It takes up to 64 percent less energy to create the things you need in your home with a 3D printer versus making them in a traditional factory and shipping them overseas to American consumers, according to a recent study out of Michigan Tech University.
"The bottom line is, we can get substantial reductions in energy and CO2 emissions from making things at home," Dr. Joshua Pearce, who conducted the study, said. "And the home manufacturer would be motivated to do the right thing and use less energy, because it costs so much less to make things on a 3D printer than to buy them off the shelf or on the Internet."
Earlier research by Pearce found it costs about $18 to use a 3D printer to make 20 items found on the Thingiverse Web site versus as much as $350 to $2,000 to purchase them off the Internet.
The energy savings in the actual manufacturing process comes from building the contours of products into it, rather than carving them out of a hunk of raw material.
Put another way, if you are building something by adding layers of material, as 3D printers do, it is easier to simply leave empty space where you want a hole, rather than starting with a block of raw material and carving out the holes and other facets.
Furthermore, since products are made where they are to be used in 3D printing, there will be no need to transport them from the factory to the store, and, in turn, from the store to the consumer's home.
While that may be devastating for those earning their livelihood in the manufacturing and transportation industries, it is good for the environment.
Pearce notes there are variables that can "drastically change" the emissions equation in traditional manufacturing's favor though.
For instance, something made from a hydroelectric powered plant in British Columbia would be cleaner than 3D printing, he said.
However, making that same product somewhere like Pennsylvania or China, where factories are largely powered by coal, puts the advantage squarely back in additive manufacturing's column.
As the price for 3D printers continue to drop, Pearce foresees a time when one can be found in most homes.
Makerbot offers its Replicator 2 for about $2,200 and you can get your hands on a RepRap for under $700. Afate Gnikou, an African geographer, made headlines for building a 3D printer out of recycled junk parts and $100 in new materials.
"For the average American consumer, 3D printing is ready for showtime," Pearce said.
Before you trumpet 3D printing as greener than… oh say grass… it's important to note not all raw materials used in the additive manufacturing process are created equal.
Polylactic acid (PLA) is a type of plastic used in 3D printing made from renewable sources like cornstarch. However, some materials aren't quite as bio-friendly.

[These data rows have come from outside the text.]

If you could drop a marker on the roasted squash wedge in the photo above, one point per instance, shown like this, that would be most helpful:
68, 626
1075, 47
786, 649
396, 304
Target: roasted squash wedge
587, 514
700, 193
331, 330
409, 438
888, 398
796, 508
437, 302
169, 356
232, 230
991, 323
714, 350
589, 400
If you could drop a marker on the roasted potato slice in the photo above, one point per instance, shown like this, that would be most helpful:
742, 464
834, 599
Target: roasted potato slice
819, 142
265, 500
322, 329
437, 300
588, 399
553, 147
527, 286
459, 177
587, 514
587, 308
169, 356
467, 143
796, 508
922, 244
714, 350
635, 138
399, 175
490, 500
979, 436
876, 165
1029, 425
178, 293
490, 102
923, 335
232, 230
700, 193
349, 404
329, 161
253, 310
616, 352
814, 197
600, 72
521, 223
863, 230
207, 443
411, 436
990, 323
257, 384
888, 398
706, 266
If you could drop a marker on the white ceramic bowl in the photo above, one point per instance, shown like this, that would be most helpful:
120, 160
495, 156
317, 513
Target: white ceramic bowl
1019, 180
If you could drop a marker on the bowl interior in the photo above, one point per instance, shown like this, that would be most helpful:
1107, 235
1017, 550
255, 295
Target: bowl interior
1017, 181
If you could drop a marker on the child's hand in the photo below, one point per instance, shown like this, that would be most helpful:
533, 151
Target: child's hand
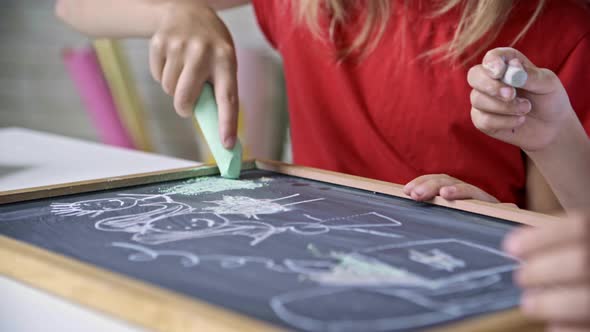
555, 274
426, 187
192, 46
529, 118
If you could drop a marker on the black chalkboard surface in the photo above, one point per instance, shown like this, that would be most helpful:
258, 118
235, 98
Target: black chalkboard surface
294, 252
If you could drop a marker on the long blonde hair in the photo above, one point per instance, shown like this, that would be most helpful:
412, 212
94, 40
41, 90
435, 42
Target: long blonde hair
479, 19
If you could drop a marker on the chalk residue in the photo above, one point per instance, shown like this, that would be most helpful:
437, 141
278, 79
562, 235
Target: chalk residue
203, 185
358, 270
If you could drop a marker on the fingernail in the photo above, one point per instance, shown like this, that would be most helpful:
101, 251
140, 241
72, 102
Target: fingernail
515, 62
408, 189
450, 190
507, 92
524, 105
527, 304
494, 67
229, 142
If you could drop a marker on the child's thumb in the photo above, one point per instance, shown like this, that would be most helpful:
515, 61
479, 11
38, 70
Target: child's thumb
538, 80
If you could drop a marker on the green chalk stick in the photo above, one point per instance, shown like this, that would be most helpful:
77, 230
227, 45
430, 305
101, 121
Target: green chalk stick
229, 162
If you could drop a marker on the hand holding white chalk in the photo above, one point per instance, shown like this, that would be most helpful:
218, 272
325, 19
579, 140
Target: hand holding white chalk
534, 116
515, 76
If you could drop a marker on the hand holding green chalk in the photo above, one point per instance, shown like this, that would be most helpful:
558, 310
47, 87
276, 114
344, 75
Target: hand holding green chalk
229, 162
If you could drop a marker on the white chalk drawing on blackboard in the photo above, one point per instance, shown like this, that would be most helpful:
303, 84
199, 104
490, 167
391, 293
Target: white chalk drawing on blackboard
437, 259
252, 207
157, 219
385, 272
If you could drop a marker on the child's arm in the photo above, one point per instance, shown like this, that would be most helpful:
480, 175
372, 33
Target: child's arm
541, 121
189, 46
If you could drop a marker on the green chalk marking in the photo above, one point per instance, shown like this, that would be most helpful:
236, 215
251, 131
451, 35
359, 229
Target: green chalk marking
229, 162
198, 186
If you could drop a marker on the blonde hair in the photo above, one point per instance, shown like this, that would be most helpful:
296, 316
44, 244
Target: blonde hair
479, 19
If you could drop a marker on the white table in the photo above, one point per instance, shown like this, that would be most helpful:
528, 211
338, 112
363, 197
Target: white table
29, 159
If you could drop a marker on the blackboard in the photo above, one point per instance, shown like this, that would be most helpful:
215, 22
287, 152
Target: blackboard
297, 253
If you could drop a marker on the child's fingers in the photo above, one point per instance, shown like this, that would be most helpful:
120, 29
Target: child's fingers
423, 178
466, 191
172, 70
481, 101
490, 123
156, 58
496, 60
188, 89
480, 79
430, 188
526, 241
561, 304
225, 83
539, 270
539, 81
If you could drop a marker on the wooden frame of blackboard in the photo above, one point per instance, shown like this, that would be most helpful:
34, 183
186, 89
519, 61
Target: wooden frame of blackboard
159, 309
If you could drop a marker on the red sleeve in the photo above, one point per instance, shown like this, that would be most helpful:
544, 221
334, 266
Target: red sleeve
575, 76
264, 15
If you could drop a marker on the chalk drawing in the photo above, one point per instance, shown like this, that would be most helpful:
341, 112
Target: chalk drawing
437, 259
252, 207
158, 218
364, 272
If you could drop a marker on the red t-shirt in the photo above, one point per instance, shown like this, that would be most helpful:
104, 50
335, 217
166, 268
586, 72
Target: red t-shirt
395, 115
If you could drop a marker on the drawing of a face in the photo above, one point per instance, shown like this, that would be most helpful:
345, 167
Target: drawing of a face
93, 207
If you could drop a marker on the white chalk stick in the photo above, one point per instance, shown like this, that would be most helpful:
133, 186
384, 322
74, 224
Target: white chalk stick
515, 76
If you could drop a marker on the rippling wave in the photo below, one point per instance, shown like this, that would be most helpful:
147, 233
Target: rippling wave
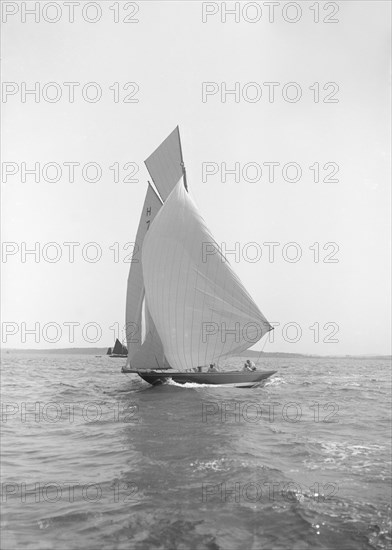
96, 459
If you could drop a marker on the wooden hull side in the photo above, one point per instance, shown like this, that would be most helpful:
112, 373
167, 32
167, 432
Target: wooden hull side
231, 378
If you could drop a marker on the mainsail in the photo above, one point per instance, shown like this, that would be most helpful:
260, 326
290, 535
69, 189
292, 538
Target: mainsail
165, 164
135, 288
199, 306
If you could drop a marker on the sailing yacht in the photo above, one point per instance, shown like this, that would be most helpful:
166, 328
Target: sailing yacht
119, 350
186, 309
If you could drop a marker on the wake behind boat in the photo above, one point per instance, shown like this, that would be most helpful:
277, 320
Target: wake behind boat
185, 305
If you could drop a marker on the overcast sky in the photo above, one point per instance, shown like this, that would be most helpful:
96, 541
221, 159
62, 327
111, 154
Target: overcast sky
169, 53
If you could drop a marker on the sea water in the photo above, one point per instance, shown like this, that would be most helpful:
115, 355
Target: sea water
96, 459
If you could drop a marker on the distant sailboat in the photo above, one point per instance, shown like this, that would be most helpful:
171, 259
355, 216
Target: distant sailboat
185, 309
118, 350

Many companies, like MakerBot and RepRap, offer printers which use the petroleum based Acrylonitrile Butadiene Styrene (ABS) – the type of plastic used in products like Legos.

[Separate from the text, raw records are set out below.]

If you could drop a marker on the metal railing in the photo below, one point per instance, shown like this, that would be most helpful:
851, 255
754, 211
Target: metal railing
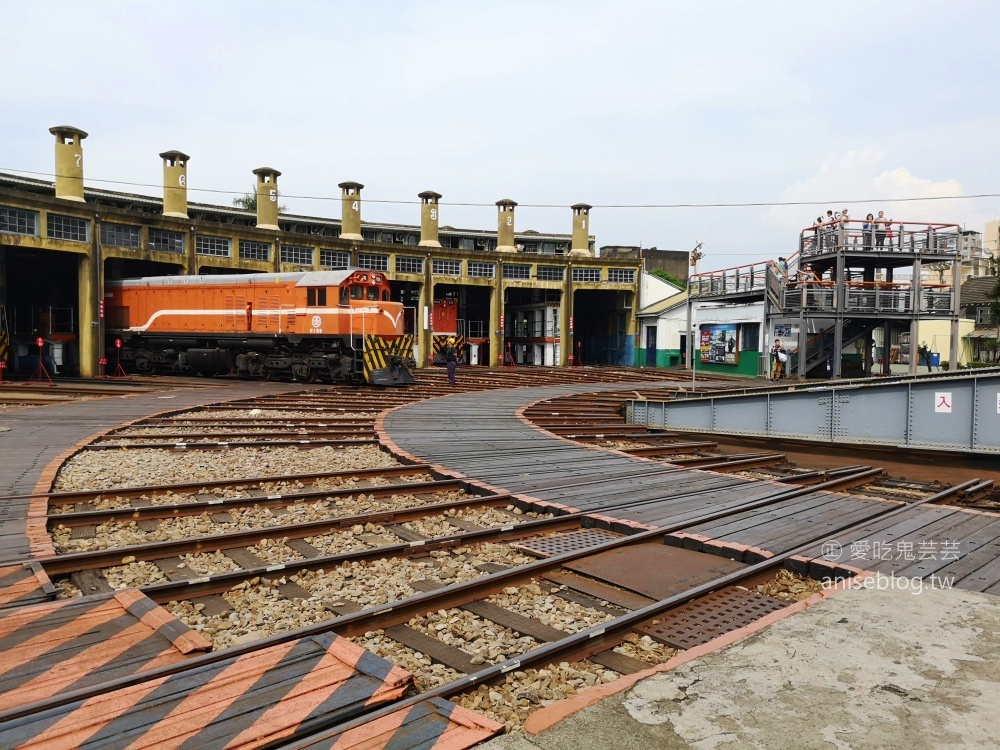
750, 277
858, 235
866, 297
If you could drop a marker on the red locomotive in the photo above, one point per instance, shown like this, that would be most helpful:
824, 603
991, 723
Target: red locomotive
309, 326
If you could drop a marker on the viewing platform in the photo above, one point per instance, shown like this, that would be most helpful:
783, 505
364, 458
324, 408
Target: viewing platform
846, 279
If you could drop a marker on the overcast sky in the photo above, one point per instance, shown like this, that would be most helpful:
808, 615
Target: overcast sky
615, 102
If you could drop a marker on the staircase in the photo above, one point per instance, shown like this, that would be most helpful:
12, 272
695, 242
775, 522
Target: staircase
819, 346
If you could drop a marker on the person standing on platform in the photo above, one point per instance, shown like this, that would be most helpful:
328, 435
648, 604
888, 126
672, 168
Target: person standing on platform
451, 360
881, 229
778, 358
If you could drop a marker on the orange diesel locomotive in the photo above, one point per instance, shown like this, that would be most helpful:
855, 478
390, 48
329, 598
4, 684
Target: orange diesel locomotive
312, 325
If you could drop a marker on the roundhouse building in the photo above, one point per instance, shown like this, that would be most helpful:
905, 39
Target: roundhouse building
507, 295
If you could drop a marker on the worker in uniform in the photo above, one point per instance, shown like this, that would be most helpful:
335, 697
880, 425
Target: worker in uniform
451, 359
778, 358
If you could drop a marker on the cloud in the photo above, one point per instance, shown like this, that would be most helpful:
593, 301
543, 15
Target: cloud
864, 175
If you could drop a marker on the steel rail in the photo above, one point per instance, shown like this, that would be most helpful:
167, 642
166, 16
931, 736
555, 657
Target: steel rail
178, 510
195, 445
85, 495
404, 609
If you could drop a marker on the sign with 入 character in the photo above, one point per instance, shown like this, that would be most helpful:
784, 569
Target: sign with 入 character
942, 402
717, 344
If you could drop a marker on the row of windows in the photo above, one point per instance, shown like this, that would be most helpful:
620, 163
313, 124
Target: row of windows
335, 259
479, 269
373, 261
205, 244
297, 254
587, 274
517, 271
120, 235
166, 241
19, 221
621, 275
407, 264
446, 267
253, 250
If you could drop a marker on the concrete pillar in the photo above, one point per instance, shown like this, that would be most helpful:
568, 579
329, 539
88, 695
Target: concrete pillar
429, 218
425, 350
886, 336
569, 340
496, 333
505, 226
267, 198
956, 343
630, 329
69, 162
175, 183
350, 210
803, 344
580, 245
88, 293
915, 320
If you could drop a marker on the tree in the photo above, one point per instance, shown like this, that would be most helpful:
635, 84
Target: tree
249, 201
661, 274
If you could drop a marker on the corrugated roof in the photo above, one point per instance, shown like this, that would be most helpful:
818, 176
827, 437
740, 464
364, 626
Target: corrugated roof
975, 290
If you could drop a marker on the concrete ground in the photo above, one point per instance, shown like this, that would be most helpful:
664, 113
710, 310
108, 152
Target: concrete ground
891, 670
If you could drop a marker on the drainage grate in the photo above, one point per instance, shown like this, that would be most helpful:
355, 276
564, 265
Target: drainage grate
702, 620
560, 544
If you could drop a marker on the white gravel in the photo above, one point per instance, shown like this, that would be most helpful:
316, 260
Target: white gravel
136, 467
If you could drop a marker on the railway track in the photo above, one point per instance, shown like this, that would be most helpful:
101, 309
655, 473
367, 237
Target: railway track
495, 602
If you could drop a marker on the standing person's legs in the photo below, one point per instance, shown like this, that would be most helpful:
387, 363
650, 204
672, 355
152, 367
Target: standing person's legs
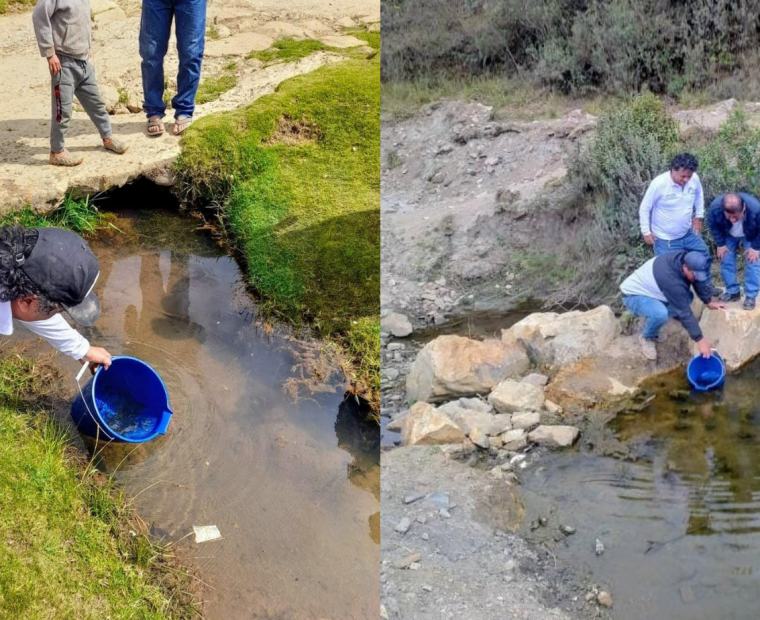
89, 96
191, 32
155, 28
728, 268
751, 275
62, 98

Jennifer Howard, a spokeswoman for MakerBot notes that the company offers a choice, with the Replicator 2 optimized for PLA and the Replicator 2X set for ABS.
"There are engineers that need ABS," Howard said, noting that its strength is ideal for products with gears or other moving parts.

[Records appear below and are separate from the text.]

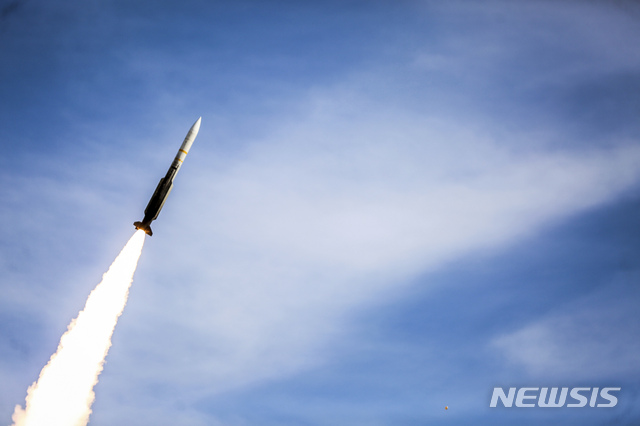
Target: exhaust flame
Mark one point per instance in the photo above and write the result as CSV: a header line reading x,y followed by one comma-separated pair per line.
x,y
63,394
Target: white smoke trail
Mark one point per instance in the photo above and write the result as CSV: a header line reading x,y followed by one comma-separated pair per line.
x,y
63,394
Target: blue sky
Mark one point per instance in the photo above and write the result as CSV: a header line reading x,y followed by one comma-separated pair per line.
x,y
391,207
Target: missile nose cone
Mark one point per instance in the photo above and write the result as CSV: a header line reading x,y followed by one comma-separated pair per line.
x,y
196,126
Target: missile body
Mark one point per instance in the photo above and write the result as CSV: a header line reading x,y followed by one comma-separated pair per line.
x,y
166,183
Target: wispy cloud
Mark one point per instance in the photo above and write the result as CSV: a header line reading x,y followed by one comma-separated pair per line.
x,y
593,338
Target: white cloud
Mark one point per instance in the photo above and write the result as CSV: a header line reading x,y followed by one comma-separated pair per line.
x,y
595,337
259,262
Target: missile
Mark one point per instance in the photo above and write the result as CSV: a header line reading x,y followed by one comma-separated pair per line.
x,y
166,183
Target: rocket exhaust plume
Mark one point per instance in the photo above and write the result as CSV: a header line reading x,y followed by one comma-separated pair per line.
x,y
63,394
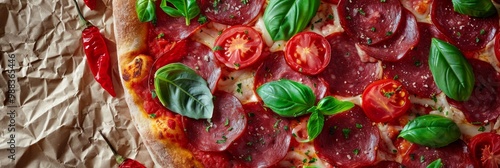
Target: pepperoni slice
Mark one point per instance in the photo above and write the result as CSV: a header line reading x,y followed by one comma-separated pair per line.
x,y
276,68
173,28
231,12
348,139
413,71
456,154
227,123
465,32
484,103
368,21
195,55
201,59
266,140
346,74
396,48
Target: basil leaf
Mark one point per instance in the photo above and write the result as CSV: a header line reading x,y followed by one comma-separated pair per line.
x,y
315,125
183,91
145,10
330,105
452,72
187,8
285,18
431,131
435,164
475,8
287,98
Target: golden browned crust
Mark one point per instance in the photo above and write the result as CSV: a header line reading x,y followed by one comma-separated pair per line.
x,y
131,40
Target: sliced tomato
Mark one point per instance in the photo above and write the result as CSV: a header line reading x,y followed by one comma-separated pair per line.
x,y
486,149
385,100
308,53
497,46
238,47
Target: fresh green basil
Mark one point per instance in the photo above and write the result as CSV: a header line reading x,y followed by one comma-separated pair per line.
x,y
285,18
435,164
330,105
287,98
145,10
475,8
315,125
186,8
431,131
452,72
183,91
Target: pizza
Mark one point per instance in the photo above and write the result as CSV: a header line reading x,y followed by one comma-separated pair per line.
x,y
296,83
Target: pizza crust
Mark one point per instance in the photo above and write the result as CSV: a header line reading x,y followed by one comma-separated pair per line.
x,y
131,40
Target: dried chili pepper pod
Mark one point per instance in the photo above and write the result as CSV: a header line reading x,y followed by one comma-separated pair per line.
x,y
98,57
91,4
124,162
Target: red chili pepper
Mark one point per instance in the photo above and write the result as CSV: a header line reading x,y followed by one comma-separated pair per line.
x,y
124,162
98,57
91,4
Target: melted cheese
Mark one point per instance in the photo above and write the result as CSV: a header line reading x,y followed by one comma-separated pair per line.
x,y
240,83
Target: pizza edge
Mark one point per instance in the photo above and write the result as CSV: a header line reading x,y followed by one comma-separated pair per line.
x,y
131,43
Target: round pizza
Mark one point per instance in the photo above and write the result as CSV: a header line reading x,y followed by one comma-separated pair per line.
x,y
313,83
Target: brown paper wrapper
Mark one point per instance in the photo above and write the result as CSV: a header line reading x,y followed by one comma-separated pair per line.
x,y
51,108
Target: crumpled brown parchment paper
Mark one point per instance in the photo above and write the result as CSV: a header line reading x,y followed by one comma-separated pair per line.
x,y
51,108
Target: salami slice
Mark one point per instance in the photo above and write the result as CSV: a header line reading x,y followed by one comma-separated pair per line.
x,y
195,55
266,140
174,29
227,123
346,74
370,22
413,71
348,139
276,68
456,154
484,103
387,164
396,48
201,59
467,33
231,12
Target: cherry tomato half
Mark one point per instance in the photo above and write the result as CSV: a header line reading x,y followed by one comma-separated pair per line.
x,y
497,46
385,100
308,53
238,47
486,149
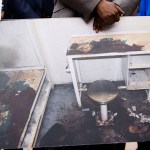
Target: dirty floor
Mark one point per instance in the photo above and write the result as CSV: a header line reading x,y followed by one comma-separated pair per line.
x,y
65,124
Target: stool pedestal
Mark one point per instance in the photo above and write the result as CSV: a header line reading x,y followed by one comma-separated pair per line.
x,y
103,92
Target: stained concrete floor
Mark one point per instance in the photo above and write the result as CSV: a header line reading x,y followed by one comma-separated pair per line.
x,y
65,124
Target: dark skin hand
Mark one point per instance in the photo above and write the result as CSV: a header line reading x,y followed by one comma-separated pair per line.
x,y
107,13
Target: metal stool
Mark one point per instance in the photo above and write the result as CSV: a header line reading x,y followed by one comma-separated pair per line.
x,y
102,92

Pearce, though, refutes that idea. He's conducted research that is currently under academic review that shows PLA to be much stronger than PLA.
Also, while Howard acknowledges ABS isn't nearly as environmentally friendly as PLA, she notes it can be recycled. In fact, she noted that New York City, where MakerBot is headquartered, requires recycling of all plastics.
PLA has its own unique properties which give it an advantage over its petroleum based brethren. For instance, PLA doesn't require a heated bed (or environment).
"You can run (the Replicator 2 using PLA) in front of a door, a draft isn't going to affect it," she said.